Super Deluxe has 77 full-time staff members, and about 70 to 80 contractors working for them at any given time. There’s a lot going on. For instance, the company produces daily, interactive Facebook Live videos that work something like a Choose your Own Adventure book, but about really weird stuff. Using technology developed by an in-house tech team, Super Deluxe scans viewer interactions with its streams to count votes for, say, what items to put into a baby food recipe that will then be consumed by an (adult) actor portraying a baby. According to Super Deluxe, the majority of their Facebook Live shows hit number one on Facebook’s global map (the weird baby food one, for example, has nearly 700,000 views). It’s now making TV shows, including the Chances — a show that attempts to provide a full look at the lives of deaf people without focusing only on that trait. There are about 10 staffers who work specifically on Super Deluxe’s political content.

Part of Super Deluxe’s M.O. is to identify random geniuses on the Internet, give them experienced production teams and resources and promise full creative control. Another aspect is to figure out how to permeate the boundaries between short-form Internet creation and more traditional forms of media — specifically television. They look for, as Hammer put it, “non-mainstream perspectives. But their stories could be appreciated by the mainstream.”

The most fully realized version of this model in action is Joanne the Scammer, who now has a TV show in the works. Joanne, a fictional character played by Branden Miller, is enormously popular on Instagram and Twitter. Miller started making Joanne videos with Super Deluxe in 2016.

In our interview, Hammer revealed that Vic Berger — the Internet satirist who, among other things, probably best expressed the sad shuffle of Jeb!’s campaign for the presidency — also has a TV show in development.
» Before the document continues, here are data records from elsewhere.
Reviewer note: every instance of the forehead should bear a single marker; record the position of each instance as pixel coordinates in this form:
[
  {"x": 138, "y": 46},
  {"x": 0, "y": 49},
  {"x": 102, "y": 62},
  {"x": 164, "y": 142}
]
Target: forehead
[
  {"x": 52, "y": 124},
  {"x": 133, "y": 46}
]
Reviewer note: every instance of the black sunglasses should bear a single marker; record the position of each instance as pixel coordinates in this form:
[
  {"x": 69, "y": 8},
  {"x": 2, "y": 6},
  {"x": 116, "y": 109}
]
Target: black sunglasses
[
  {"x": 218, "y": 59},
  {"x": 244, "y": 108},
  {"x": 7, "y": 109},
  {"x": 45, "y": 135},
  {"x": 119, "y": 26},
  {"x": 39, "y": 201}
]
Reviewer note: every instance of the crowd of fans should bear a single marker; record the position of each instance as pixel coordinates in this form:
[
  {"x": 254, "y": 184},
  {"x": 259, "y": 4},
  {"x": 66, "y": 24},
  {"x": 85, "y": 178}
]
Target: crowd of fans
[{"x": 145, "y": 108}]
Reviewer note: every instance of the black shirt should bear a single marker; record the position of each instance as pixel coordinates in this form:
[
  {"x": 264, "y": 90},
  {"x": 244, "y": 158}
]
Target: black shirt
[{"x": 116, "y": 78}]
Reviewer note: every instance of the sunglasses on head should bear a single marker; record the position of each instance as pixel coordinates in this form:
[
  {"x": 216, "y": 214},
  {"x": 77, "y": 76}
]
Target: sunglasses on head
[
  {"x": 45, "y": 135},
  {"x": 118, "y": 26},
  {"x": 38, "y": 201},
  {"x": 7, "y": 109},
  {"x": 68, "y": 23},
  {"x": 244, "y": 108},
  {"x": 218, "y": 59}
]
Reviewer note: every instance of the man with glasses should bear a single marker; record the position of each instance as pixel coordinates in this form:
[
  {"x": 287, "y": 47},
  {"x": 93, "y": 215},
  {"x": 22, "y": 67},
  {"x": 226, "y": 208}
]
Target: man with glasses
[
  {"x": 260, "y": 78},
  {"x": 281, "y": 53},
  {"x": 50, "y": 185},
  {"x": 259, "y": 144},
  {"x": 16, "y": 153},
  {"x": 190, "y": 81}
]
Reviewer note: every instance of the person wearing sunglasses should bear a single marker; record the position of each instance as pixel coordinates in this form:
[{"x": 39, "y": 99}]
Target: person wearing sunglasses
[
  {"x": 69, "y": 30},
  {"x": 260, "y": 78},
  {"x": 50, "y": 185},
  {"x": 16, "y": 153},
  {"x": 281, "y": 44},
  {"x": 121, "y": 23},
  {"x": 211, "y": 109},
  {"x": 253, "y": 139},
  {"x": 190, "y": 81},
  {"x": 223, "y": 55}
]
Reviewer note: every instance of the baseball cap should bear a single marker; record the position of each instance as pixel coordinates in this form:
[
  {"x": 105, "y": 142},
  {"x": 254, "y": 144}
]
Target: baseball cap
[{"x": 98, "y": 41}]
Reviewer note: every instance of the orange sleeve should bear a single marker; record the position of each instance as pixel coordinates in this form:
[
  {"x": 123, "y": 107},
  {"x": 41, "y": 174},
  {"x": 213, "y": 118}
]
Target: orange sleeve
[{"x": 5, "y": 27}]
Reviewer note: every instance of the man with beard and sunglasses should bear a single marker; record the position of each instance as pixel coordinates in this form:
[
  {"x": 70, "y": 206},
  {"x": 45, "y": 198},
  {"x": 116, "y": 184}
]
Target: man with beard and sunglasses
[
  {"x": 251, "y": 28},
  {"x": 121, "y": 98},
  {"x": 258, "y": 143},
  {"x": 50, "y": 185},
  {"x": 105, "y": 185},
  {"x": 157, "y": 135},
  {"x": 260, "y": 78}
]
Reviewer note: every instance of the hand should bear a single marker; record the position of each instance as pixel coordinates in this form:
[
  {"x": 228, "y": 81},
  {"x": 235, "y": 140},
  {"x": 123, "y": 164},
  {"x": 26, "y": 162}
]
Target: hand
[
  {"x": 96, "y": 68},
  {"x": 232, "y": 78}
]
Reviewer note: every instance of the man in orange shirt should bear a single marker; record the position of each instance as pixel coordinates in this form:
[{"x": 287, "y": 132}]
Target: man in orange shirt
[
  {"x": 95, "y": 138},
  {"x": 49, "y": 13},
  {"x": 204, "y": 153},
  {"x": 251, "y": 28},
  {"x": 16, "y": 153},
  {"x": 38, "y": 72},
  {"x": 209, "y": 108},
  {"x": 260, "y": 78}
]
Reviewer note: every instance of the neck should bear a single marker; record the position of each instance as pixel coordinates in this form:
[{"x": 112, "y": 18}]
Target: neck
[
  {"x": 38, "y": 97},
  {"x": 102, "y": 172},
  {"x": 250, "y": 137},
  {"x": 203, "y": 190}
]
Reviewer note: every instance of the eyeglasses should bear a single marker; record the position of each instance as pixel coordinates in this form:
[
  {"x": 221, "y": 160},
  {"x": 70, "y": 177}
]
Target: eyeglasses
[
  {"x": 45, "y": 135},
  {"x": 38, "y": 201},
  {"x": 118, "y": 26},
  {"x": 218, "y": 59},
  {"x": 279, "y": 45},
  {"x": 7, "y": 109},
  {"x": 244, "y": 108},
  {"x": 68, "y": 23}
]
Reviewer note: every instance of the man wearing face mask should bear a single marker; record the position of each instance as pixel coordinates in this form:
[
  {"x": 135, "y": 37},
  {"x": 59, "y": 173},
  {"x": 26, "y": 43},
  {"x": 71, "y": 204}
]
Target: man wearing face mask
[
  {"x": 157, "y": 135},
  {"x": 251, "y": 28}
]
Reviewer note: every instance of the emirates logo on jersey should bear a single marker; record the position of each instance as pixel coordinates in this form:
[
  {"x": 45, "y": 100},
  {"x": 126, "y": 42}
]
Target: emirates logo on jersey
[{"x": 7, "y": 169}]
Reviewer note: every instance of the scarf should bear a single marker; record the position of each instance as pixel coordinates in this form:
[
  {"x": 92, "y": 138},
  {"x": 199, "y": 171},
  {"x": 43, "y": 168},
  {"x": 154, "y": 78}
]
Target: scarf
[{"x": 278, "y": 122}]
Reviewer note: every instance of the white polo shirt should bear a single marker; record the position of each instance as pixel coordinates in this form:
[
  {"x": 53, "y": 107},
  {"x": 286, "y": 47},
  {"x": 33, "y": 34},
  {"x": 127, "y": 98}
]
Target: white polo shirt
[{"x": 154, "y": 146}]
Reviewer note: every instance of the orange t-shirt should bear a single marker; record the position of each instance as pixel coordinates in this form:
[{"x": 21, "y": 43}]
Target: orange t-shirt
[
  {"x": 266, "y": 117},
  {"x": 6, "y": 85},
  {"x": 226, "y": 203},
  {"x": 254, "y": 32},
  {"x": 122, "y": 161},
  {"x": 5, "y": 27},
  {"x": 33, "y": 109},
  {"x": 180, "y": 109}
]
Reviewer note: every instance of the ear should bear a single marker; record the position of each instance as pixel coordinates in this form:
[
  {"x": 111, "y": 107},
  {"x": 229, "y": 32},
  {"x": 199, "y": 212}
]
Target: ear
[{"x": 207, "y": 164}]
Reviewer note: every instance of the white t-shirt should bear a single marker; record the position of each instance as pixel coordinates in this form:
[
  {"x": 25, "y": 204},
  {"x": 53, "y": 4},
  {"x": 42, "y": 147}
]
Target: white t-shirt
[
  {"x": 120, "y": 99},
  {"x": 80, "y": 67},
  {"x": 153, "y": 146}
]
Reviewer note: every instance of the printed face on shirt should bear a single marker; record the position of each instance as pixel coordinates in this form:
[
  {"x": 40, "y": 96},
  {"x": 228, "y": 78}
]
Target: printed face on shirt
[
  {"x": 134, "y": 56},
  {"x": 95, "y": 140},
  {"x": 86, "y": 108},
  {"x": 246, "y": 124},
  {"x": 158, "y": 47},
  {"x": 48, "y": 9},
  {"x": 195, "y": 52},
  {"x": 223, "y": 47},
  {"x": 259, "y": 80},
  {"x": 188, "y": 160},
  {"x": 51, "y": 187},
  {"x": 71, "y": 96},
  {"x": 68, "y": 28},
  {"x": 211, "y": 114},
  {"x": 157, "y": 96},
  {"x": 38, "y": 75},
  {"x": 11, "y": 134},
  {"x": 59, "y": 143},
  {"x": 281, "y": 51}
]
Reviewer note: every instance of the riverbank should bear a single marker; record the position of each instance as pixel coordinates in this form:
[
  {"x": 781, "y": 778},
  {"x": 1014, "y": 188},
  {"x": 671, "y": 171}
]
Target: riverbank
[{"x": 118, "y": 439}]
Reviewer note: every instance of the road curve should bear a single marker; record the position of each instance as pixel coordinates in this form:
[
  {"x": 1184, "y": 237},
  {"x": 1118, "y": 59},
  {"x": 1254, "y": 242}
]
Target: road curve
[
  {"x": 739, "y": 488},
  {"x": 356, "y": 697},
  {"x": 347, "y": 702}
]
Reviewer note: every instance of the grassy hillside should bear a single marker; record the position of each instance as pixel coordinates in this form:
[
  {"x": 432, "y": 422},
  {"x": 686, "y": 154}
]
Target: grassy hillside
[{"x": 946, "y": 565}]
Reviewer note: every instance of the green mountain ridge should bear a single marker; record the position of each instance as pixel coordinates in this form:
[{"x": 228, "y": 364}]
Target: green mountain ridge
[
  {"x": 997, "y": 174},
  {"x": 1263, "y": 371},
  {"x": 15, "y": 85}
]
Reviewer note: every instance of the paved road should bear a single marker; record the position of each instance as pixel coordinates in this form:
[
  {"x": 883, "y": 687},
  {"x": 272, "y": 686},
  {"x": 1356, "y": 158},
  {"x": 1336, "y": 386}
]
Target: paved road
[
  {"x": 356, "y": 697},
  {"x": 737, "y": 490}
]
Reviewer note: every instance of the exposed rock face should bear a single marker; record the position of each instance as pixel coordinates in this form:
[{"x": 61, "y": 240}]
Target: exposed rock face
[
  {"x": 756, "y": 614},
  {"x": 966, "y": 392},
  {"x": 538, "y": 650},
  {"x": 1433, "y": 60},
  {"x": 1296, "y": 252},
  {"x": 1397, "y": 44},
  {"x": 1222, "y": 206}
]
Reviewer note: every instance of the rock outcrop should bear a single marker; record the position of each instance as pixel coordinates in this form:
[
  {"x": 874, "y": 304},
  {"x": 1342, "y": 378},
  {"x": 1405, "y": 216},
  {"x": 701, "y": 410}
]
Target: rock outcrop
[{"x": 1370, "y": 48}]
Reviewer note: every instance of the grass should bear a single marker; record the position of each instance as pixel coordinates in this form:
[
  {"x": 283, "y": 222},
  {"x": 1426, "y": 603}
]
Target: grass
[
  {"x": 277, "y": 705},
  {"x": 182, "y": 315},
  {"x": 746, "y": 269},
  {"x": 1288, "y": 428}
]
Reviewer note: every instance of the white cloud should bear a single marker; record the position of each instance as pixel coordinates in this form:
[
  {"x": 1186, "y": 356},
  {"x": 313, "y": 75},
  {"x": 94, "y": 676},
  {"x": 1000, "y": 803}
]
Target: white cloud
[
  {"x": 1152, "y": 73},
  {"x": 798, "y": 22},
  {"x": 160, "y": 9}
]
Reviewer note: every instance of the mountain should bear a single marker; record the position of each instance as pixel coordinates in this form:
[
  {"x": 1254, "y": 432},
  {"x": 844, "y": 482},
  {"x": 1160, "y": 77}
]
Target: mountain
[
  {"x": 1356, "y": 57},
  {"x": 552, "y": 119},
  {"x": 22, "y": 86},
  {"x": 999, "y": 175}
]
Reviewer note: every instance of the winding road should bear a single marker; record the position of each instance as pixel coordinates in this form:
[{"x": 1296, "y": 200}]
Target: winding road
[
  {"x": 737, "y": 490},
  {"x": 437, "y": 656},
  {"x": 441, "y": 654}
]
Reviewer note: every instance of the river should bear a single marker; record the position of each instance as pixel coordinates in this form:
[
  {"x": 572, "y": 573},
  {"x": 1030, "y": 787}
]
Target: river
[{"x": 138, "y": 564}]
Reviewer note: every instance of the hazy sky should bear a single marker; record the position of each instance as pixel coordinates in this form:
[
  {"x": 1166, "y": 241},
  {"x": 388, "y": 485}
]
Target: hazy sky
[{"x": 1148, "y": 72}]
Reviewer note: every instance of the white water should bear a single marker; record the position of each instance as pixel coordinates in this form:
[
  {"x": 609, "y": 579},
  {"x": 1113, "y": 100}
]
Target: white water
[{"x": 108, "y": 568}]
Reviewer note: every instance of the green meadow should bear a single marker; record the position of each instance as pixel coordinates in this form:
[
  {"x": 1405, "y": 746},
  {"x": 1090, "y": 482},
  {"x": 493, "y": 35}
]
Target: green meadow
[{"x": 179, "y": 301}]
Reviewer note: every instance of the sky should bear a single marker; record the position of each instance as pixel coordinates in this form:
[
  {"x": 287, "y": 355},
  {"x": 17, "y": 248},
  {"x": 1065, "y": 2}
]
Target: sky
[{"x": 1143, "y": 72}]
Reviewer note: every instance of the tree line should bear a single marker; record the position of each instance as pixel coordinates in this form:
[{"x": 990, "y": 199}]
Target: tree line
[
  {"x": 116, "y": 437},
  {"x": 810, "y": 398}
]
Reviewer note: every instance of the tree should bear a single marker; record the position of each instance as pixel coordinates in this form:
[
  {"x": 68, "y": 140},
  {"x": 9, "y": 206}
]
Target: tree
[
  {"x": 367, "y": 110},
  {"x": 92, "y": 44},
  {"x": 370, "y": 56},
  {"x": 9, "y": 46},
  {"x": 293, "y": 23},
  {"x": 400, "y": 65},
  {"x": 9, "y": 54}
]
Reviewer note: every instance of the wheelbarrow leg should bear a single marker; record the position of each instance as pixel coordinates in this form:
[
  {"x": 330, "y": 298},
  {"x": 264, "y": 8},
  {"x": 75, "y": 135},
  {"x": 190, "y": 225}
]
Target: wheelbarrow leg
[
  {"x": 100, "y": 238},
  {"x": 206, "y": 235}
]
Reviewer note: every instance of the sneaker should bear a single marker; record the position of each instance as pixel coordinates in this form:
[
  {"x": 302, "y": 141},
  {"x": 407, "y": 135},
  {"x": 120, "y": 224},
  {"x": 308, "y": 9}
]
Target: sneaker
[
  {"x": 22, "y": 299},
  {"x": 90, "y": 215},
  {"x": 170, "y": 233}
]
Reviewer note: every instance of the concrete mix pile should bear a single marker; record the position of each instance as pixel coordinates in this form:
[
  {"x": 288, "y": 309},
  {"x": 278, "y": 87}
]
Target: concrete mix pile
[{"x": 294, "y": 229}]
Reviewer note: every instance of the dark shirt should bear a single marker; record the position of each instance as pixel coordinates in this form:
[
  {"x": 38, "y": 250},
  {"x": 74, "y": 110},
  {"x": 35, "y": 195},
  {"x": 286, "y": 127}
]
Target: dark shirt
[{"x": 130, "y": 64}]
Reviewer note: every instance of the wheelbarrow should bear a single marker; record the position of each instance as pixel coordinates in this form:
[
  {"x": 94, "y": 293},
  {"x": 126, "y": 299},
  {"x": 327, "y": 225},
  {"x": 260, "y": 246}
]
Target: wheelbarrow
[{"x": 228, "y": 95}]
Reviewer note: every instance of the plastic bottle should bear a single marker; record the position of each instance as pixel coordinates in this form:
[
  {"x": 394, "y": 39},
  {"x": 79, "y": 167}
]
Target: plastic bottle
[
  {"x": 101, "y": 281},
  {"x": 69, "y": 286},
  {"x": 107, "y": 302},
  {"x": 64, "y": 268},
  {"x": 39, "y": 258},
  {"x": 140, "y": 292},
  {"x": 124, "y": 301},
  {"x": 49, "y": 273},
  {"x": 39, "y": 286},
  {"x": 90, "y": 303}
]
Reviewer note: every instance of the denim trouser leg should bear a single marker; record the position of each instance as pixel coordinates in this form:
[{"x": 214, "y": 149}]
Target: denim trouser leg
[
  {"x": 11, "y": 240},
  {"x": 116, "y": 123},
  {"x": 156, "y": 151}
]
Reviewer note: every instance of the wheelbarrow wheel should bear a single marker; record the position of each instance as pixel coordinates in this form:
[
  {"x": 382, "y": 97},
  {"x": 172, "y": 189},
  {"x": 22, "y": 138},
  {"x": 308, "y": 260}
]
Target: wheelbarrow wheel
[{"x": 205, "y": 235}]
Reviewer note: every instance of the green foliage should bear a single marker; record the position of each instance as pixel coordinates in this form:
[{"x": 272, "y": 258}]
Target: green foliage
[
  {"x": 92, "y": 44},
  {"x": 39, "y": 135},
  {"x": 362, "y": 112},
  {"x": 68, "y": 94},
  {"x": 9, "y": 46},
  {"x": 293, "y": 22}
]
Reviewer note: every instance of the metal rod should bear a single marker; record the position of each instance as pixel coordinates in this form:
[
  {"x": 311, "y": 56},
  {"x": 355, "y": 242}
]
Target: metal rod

Super Deluxe said that the show already has a pilot, but declined to go into further detail.

Berger is likely the best-known example of how Super Deluxe managed to find a particularly effective vein of political satire in the Trump era. His work feels like hyperbole, but is more like a mirror. During the campaigns, Berger distilled Trump’s disruption of the Republican field down to an airhorn sound effect.

Its other political humor is similarly surreal: it has former Mexican president Vicente Fox recording direct address videos to Trump, for instance. During election night, it had a massive Facebook Live hit that simply showed a cozy fire burning over the American electoral map. And of course, there are the songs, like “Ivanka Del Rey.”

Jason Richards, a Super Deluxe executive producer who is behind most of its political satire, said he thought Super Deluxe’s political content was sort of “a mainstreaming of the spirit of Weird Twitter,” a grouping of Twitter comedians of which he is a major figure. (Richards is also the guy behind @Seinfeld2000.) And as that sort of humor itself becomes more mainstream, Richards said that Super Deluxe was unique in figuring out what to do with it.

“That voice that is largely referred to as Weird Twitter is now the dominant voice of Internet humor,” he said, “But before Super Deluxe it hasn’t been codified into a content producing organization.”

Nick Lutsko, the 26-year-old Chattanooga-based songwriter who wrote and did the initial cut for “Ivanka Del Rey,” started working for Super Deluxe last year, after writing (on spec) a theme song for Berger and Tim Heidecker’s convention special at the Republican National Convention. Super Deluxe liked it, and asked him to do one for the DNC, too.

Months later, Richards (who also produces Berger) reached out again: “Trump’s tweets have been kind of emo lately,” Lutsko recalled him asking. “Can you make a song?”

“I felt like I had a lot to prove, so I stayed up all night working on it,” Lutsko said. The result has more than 14 million views on Facebook. And his most recent contribution before Ivanka Del Rey was similarly successful: he’s the writer behind the song that re-purposes Alex Jones rants in the style of a heartfelt Bon Iver-style indie-folk song. It was so irresistible that even Jones himself spent a solid week praising it to his followers on Infowars.

Super Deluxe’s political humor during the campaign has provided a texture to satirizing Trump that has become ubiquitous online. But Super Deluxe insists it would be still doing what it does, no matter who became president. “We’re apolitical,” Richards said, “but we hold a mirror up to whoever is monopolizing the attention economy.”